Forskare: Marilena Marinaki, PhD student
Ansvarig forskare: Professor Göran Frenning,  Department of Pharmaceutical Biosciences, Uppsala University

Scientific and industrial context. Both compressibility and compactibility of powders are nowadays well understood on a phenomenological level. However, an understanding of the relevance of processes that occur at the particle level is lacking and few, if any, truly mechanistic models of powder compression and compaction exist in the literature. It is here important to consider both the loading and unloading phases of particle/tablet formation to gain a complete understanding of the processes.

Aim. The aim of the project is to provide an understanding at the particle scale of the processes that control the structure and properties of granules formed by application and subsequent removal of pressure. The goal is to first develop protocols for analytical powder compression focusing on the unloading stage and secondly to develop contact models and modelling procedures that enable the full loading–unloading cycle to be simulated at the particle scale.

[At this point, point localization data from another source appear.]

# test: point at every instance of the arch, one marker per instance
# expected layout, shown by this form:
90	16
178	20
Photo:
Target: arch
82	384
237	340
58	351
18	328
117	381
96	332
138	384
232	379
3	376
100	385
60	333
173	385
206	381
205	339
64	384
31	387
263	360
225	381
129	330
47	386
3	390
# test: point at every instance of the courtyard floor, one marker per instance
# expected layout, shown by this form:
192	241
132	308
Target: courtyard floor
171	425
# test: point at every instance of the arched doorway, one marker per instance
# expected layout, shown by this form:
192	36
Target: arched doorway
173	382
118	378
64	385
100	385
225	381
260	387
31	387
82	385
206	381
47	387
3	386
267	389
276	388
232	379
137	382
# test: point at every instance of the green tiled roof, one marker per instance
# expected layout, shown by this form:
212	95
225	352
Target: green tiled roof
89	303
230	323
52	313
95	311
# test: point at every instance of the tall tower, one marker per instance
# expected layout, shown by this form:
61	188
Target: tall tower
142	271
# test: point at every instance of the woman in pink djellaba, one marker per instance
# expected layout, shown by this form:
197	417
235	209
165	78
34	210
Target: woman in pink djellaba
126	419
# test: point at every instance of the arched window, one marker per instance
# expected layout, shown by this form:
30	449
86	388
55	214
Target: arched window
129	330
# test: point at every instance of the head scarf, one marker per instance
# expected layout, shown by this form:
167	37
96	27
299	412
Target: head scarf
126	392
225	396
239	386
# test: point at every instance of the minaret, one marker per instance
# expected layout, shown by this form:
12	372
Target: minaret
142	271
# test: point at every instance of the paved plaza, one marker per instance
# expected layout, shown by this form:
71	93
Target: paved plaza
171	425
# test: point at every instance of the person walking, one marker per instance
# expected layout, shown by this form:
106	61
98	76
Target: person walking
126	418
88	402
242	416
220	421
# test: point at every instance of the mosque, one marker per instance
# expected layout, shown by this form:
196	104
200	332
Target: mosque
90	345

Outcome. It is expected that the project will provide new insights into pressure shaping of granules with special emphasis on refined methods for compression analysis and new methodology for simulation of powder compression at high relative densities.

Understanding the compression–decompression cycle for pressure shaping of agglomerates

Forskare: Mayura Talwelkar Shimpi, PhD
Ansvarig forskare: Professor Göran Frenning,  Department of Pharmaceutical Biosciences, Uppsala University

Scientific and industrial context.  Spray drying is a flexible singe-step technique for the preparation of micron-sized particles suitable for inhalation. With adequate processing parameters and excipients, spray drying is gentle enough to retain the biological activity of peptides, oligonucleotides and other biologics. Spray-dried particles can be used in carrier-free formulations, potentially enabling higher doses of active pharmaceutical ingredients (APIs) to be delivered to the lung.

Aim. To provide a solid scientific understanding of important aspects of spray-dried formulations of inhaled drugs that ultimately will enable enhanced spray-dried formulations to be developed. Of particular interest is to investigate the potential of “novel” excipients for achieving physiochemical stability of a range of API modalities, including small molecules and large biologic molecules.

Particle Dynamics and Multiscale Modelling of Adhesive Mixtures for Inhaled Medicines

Research Scientist: Sohan Sarangi, MSc
Principal Investigator: Professor Göran Frenning,  Department of Pharmaceutical Biosciences, Uppsala University

Scientific and Industrial Context. Adhesive mixtures in which micronized particles are attached to considerably larger carrier particles, are often used to overcome the cohesiveness resulting from the small particle size needed for pulmonary drug delivery. Formulation and handling of adhesive mixtures is an unexplored regime which is of both scientific and industrial importance.

Aim. The aim of this project is to study the interaction and effective mechanical properties between the drug and carrier particles and their aggregates using a particle based modelling approach and validating the same through experiments.

Outcome. The proposed research is expected to make a significant contribution to the knowledge of adhesive mixtures during general handling and transportation. It would also address generic issue on powder flow and coupling the same with experiments would provide a deeper scientific insight into the problem.